The synthetic division table is:
$$ \begin{array}{c|rrrr}-3&1&4&-2&-15\\& & -3& -3& \color{black}{15} \\ \hline &\color{blue}{1}&\color{blue}{1}&\color{blue}{-5}&\color{orangered}{0} \end{array} $$The solution is:
$$ \frac{ x^{3}+4x^{2}-2x-15 }{ x+3 } = \color{blue}{x^{2}+x-5} $$Step 1 : Write down the coefficients of the dividend into division table. Put the zero from $ x + 3 = 0 $ ( $ x = \color{blue}{ -3 } $ ) at the left.
$$ \begin{array}{c|rrrr}\color{blue}{-3}&1&4&-2&-15\\& & & & \\ \hline &&&& \end{array} $$Step 1 : Bring down the leading coefficient to the bottom row.

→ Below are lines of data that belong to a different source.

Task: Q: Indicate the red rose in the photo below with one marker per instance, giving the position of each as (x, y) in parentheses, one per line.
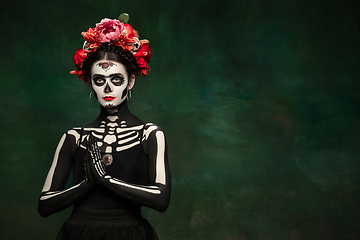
(144, 51)
(79, 57)
(91, 36)
(129, 30)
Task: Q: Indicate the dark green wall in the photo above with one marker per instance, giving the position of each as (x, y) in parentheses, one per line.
(259, 101)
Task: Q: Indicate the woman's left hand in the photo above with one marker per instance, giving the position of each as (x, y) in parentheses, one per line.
(95, 164)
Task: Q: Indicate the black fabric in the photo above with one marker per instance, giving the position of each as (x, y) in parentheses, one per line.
(106, 222)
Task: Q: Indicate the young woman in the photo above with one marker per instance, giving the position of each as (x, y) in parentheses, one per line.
(119, 162)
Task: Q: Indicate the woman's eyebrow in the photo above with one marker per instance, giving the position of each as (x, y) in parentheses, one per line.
(110, 76)
(98, 75)
(116, 74)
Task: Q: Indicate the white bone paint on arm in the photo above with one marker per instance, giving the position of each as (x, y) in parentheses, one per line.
(53, 197)
(157, 194)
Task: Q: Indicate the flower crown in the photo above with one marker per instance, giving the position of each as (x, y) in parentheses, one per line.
(117, 33)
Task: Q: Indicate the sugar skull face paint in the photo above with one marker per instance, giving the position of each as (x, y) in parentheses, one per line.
(109, 81)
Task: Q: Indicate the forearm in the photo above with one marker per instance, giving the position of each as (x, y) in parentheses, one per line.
(156, 197)
(54, 201)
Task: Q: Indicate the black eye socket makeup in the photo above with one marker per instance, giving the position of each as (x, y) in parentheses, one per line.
(117, 79)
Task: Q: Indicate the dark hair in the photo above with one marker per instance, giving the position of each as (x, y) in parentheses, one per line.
(110, 52)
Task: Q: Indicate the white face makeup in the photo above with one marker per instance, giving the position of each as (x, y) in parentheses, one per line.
(109, 81)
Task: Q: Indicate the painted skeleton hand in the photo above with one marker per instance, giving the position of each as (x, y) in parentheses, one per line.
(94, 167)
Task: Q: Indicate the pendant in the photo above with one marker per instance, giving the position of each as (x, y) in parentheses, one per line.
(107, 159)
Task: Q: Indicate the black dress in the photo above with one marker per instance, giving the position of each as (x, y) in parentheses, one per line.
(101, 214)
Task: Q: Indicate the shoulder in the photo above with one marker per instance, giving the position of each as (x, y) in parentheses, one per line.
(73, 135)
(151, 129)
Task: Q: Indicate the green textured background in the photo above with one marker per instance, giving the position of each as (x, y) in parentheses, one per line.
(259, 101)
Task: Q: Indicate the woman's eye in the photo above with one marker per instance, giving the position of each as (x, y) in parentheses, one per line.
(99, 81)
(117, 80)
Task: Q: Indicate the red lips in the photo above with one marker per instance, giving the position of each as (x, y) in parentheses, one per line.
(108, 98)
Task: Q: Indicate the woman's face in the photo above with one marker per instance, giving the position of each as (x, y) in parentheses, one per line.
(110, 82)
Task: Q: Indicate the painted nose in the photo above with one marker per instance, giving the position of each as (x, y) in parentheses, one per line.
(107, 88)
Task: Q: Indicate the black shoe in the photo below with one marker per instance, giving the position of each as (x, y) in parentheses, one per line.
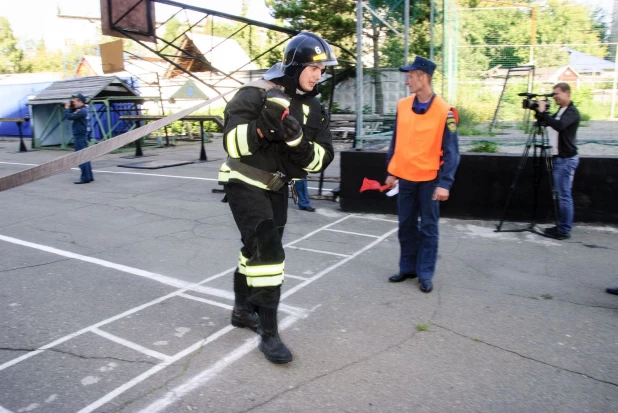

$$ \begin{array}{c|rrrr}-3&\color{orangered}{ 1 }&4&-2&-15\\& & & & \\ \hline &\color{orangered}{1}&&& \end{array} $$Step 2 : Multiply by the number on the left, and carry the result into the next column: $ \color{blue}{ -3 } \cdot \color{blue}{ 1 } = \color{blue}{ -3 } $.
$$ \begin{array}{c|rrrr}\color{blue}{-3}&1&4&-2&-15\\& & \color{blue}{-3} & & \\ \hline &\color{blue}{1}&&& \end{array} $$Step 3 : Add down last column: $ \color{orangered}{ 4 } + \color{orangered}{ \left( -3 \right) } = \color{orangered}{ 1 } $
$$ \begin{array}{c|rrrr}-3&1&\color{orangered}{ 4 }&-2&-15\\& & \color{orangered}{-3} & & \\ \hline &1&\color{orangered}{1}&& \end{array} $$Step 4 : Multiply by the number on the left, and carry the result into the next column: $ \color{blue}{ -3 } \cdot \color{blue}{ 1 } = \color{blue}{ -3 } $.
$$ \begin{array}{c|rrrr}\color{blue}{-3}&1&4&-2&-15\\& & -3& \color{blue}{-3} & \\ \hline &1&\color{blue}{1}&& \end{array} $$Step 5 : Add down last column: $ \color{orangered}{ -2 } + \color{orangered}{ \left( -3 \right) } = \color{orangered}{ -5 } $
$$ \begin{array}{c|rrrr}-3&1&4&\color{orangered}{ -2 }&-15\\& & -3& \color{orangered}{-3} & \\ \hline &1&1&\color{orangered}{-5}& \end{array} $$Step 6 : Multiply by the number on the left, and carry the result into the next column: $ \color{blue}{ -3 } \cdot \color{blue}{ \left( -5 \right) } = \color{blue}{ 15 } $.
$$ \begin{array}{c|rrrr}\color{blue}{-3}&1&4&-2&-15\\& & -3& -3& \color{blue}{15} \\ \hline &1&1&\color{blue}{-5}& \end{array} $$Step 7 : Add down last column: $ \color{orangered}{ -15 } + \color{orangered}{ 15 } = \color{orangered}{ 0 } $
$$ \begin{array}{c|rrrr}-3&1&4&-2&\color{orangered}{ -15 }\\& & -3& -3& \color{orangered}{15} \\ \hline &\color{blue}{1}&\color{blue}{1}&\color{blue}{-5}&\color{orangered}{0} \end{array} $$Bottom line represents the quotient $ \color{blue}{ x^{2}+x-5 } $ with a remainder of $ \color{red}{ 0 } $.